Description
Rick Benjamin (conductor) says of this recording:
"This is the third volume of Paragon Ragtime Orchestra recordings documenting the music of important African-American composers from late 19th- and early 20th-century New York City.
The inspiration for this effort came about twenty-five years ago, when I read James Weldon Johnson's Black Manhattan (1930), a fascinating chronicle of the city's black artistic life from the Victorian era to the Harlem Renaissance. I came to Johnson's volume after finishing Eileen Southern's The Music of Black Americans (1971), a wider-ranging academic work, but a no less revealing one. After reading these books I was excited to listen to the music they had described. But this was problematic: I discovered remarkably few available recordings of historic African-American music, and even fewer to represent New York's pioneering black composers. This inability to actually experience a considerable span of our musical heritage was a void that needed to be filled. Clearly it was time for a carefully curated new recording of first-rate performances played from authentic scores.

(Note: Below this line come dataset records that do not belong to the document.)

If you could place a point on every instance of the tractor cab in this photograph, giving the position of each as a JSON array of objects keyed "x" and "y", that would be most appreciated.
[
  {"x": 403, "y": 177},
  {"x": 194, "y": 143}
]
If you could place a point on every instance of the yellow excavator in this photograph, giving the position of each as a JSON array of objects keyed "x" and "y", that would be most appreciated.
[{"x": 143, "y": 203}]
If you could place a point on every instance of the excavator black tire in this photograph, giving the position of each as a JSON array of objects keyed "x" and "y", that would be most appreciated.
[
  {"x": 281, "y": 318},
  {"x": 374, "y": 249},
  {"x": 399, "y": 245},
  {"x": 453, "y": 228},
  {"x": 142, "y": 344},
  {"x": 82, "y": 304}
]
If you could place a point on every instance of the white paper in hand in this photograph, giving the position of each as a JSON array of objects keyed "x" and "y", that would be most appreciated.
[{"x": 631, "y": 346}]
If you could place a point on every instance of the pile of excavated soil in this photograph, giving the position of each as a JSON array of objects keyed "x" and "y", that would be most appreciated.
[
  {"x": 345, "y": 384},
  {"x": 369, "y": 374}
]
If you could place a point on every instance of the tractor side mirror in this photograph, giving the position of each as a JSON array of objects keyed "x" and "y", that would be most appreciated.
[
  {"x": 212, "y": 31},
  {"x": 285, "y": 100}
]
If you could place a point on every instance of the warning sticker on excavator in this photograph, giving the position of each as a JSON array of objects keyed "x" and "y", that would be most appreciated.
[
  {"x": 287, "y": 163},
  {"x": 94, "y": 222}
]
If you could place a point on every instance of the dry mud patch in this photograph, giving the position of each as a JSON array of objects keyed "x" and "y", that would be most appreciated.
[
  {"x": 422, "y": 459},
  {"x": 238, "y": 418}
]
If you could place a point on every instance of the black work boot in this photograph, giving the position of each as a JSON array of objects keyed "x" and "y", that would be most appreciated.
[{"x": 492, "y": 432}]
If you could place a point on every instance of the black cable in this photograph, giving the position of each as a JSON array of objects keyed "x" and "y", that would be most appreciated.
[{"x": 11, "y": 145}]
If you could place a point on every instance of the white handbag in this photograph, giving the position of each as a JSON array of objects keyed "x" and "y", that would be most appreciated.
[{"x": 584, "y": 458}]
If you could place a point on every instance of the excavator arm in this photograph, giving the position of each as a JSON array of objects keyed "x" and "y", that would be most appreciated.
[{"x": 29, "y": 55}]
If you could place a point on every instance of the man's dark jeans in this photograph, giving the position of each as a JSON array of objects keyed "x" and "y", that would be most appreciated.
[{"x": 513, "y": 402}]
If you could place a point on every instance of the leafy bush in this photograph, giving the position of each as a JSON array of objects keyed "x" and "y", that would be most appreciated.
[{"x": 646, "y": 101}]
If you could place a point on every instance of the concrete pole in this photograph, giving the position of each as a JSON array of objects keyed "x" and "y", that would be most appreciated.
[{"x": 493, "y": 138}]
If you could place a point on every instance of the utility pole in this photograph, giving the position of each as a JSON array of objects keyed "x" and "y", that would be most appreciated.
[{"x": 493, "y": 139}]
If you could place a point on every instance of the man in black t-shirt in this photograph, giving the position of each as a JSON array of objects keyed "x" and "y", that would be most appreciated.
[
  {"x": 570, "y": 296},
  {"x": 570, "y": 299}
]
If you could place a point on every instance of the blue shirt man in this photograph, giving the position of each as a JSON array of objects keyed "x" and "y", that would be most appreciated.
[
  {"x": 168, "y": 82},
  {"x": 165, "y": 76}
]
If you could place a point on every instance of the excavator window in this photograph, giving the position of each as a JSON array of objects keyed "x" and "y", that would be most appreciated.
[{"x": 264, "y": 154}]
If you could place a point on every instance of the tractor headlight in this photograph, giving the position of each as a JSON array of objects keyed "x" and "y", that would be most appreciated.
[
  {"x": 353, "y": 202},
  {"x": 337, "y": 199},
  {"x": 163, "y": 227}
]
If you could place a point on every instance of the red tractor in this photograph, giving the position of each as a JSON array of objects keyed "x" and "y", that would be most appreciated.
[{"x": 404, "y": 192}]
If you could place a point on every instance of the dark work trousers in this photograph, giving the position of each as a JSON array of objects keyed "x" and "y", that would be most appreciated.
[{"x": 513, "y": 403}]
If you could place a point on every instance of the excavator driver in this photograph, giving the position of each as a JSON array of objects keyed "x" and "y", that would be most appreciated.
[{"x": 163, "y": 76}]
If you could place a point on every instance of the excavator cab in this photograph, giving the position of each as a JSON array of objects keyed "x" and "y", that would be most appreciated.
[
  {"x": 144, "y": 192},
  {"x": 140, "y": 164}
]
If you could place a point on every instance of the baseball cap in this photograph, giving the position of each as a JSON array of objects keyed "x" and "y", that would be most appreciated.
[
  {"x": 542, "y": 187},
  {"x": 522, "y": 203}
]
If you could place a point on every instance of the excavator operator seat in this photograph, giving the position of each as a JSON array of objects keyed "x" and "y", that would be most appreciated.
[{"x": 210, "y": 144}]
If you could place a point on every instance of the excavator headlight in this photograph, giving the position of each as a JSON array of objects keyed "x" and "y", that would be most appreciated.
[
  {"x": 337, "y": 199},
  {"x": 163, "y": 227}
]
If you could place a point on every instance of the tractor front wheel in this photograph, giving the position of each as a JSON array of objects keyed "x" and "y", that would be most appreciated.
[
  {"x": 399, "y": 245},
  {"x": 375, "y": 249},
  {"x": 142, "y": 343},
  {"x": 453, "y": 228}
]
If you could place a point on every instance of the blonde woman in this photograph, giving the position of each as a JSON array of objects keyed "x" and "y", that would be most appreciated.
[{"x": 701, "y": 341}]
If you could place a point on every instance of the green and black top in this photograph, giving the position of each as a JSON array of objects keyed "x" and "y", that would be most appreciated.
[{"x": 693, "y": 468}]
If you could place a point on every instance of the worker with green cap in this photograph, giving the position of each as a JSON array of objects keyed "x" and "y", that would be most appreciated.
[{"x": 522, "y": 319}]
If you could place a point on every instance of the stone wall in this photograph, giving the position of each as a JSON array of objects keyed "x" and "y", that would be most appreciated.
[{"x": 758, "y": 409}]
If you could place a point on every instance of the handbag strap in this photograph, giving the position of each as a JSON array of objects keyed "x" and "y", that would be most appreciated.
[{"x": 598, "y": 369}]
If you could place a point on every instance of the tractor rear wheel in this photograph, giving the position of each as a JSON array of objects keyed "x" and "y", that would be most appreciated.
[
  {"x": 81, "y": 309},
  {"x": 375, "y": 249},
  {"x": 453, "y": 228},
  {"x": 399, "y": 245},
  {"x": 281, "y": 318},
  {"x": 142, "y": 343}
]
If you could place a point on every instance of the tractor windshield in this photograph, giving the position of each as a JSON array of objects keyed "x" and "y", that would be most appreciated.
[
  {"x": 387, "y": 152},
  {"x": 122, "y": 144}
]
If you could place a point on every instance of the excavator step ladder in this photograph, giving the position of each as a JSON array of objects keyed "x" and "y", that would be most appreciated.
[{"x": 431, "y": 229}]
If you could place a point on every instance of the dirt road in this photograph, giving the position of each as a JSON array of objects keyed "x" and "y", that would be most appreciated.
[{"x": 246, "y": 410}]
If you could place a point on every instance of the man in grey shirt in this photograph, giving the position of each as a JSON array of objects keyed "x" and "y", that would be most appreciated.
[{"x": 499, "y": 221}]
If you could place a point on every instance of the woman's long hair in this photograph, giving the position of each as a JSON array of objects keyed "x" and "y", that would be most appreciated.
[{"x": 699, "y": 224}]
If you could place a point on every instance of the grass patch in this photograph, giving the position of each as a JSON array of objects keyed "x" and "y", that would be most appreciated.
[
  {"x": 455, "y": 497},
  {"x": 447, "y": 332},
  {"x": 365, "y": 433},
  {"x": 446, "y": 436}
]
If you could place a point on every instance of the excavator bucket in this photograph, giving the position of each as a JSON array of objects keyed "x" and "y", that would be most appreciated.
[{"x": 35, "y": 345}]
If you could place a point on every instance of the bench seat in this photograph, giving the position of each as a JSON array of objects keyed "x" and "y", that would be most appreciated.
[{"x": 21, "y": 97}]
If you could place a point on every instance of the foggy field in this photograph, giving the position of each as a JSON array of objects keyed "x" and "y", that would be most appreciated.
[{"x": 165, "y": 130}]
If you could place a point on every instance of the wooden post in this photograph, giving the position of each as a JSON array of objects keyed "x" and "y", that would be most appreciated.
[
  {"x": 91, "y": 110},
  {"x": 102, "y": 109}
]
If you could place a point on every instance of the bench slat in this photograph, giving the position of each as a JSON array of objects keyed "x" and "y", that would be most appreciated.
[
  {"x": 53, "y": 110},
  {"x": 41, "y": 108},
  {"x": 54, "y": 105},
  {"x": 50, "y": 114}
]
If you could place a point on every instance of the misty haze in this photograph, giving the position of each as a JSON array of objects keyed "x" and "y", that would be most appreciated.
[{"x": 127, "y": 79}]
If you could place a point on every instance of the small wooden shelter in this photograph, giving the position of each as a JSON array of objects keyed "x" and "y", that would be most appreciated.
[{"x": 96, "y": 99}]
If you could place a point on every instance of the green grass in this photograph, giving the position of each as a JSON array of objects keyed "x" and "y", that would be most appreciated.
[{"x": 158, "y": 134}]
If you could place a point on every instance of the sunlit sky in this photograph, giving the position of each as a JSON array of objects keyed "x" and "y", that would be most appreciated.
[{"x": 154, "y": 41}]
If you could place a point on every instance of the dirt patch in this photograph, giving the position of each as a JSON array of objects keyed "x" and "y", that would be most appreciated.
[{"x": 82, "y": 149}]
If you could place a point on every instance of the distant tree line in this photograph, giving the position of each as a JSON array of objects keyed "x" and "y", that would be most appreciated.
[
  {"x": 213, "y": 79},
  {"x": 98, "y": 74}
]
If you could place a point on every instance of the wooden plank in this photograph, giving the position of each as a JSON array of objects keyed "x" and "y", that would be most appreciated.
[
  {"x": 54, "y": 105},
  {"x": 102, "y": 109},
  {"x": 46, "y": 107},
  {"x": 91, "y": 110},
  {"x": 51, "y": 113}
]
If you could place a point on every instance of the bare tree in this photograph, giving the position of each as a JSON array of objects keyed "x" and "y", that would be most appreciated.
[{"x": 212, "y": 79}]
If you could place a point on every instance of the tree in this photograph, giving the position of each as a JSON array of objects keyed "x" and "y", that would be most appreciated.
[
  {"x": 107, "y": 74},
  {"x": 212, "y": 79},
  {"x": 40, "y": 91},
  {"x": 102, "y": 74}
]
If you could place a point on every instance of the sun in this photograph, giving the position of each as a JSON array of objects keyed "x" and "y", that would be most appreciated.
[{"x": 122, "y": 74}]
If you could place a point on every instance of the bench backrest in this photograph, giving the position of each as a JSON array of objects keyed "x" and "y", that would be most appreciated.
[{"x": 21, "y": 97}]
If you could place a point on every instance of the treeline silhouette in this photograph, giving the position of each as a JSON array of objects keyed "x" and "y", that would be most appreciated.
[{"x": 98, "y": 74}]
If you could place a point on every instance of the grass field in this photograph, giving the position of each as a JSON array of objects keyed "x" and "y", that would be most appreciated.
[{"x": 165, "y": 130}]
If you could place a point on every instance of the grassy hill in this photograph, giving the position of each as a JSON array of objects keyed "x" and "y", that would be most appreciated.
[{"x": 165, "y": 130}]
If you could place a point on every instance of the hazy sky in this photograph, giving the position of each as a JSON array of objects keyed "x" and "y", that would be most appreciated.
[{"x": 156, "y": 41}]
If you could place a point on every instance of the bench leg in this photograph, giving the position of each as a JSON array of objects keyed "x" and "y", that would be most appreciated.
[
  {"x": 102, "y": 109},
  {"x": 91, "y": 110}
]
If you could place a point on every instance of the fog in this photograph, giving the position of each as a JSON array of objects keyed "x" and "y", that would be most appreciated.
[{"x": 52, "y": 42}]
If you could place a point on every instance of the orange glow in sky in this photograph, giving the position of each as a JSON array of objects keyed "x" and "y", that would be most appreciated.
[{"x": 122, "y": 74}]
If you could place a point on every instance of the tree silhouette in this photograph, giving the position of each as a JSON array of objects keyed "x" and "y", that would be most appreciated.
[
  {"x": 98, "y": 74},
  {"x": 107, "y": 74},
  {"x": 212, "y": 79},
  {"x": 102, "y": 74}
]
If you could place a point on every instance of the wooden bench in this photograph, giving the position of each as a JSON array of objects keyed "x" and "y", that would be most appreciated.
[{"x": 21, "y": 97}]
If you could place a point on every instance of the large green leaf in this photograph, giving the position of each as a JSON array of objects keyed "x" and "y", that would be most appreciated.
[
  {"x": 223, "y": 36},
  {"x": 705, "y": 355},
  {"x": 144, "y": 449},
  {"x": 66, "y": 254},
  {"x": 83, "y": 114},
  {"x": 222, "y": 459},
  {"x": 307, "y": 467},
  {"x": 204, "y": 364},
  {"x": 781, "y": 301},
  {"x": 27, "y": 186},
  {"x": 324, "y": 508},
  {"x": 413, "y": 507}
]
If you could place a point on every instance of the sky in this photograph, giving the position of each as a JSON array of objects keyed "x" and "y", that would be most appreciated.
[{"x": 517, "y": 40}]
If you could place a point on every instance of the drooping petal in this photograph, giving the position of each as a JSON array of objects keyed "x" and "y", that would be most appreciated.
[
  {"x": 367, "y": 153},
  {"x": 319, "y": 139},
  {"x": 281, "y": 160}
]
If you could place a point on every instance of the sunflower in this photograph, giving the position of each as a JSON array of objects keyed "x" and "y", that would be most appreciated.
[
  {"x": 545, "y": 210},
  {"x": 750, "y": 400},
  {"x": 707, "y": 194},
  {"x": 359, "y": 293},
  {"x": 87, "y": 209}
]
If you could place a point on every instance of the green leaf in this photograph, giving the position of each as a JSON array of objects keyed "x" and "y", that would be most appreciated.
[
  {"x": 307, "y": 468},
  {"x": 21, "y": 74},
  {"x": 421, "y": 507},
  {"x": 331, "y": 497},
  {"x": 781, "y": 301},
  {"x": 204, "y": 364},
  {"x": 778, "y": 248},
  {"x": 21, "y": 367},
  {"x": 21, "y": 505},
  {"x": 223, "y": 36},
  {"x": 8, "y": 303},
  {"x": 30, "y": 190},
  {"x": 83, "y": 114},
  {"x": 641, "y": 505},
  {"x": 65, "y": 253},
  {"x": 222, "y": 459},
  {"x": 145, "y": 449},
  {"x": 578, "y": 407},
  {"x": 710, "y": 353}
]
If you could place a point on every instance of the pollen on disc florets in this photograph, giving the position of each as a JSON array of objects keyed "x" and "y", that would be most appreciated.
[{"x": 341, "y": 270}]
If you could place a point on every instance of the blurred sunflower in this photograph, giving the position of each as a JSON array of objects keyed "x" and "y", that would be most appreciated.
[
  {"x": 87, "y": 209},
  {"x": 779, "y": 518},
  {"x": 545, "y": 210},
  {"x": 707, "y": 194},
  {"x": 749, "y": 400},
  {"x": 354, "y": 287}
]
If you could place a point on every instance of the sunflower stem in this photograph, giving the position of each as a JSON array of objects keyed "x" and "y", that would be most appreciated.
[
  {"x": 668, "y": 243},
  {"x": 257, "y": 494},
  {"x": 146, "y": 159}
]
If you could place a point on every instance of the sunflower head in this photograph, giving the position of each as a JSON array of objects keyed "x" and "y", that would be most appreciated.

Fifteen years and three Black Manhattan volumes later, [the first was issued in 2003], we have recorded three and a half hours of this previously neglected music: sixty pieces by thirty-two outstanding African-American composers, spanning the seminal years of the 1870s to the early 1920s. It is our hope that these efforts have started to close this gap in America's cultural memory. Our even greater hope is that these recordings will enable the world to rediscover this magnificent music and the gifted, spirited, and persevering people who gave it to us." - Rick Benjamin, conductor, Paragon Ragtime Orchestra.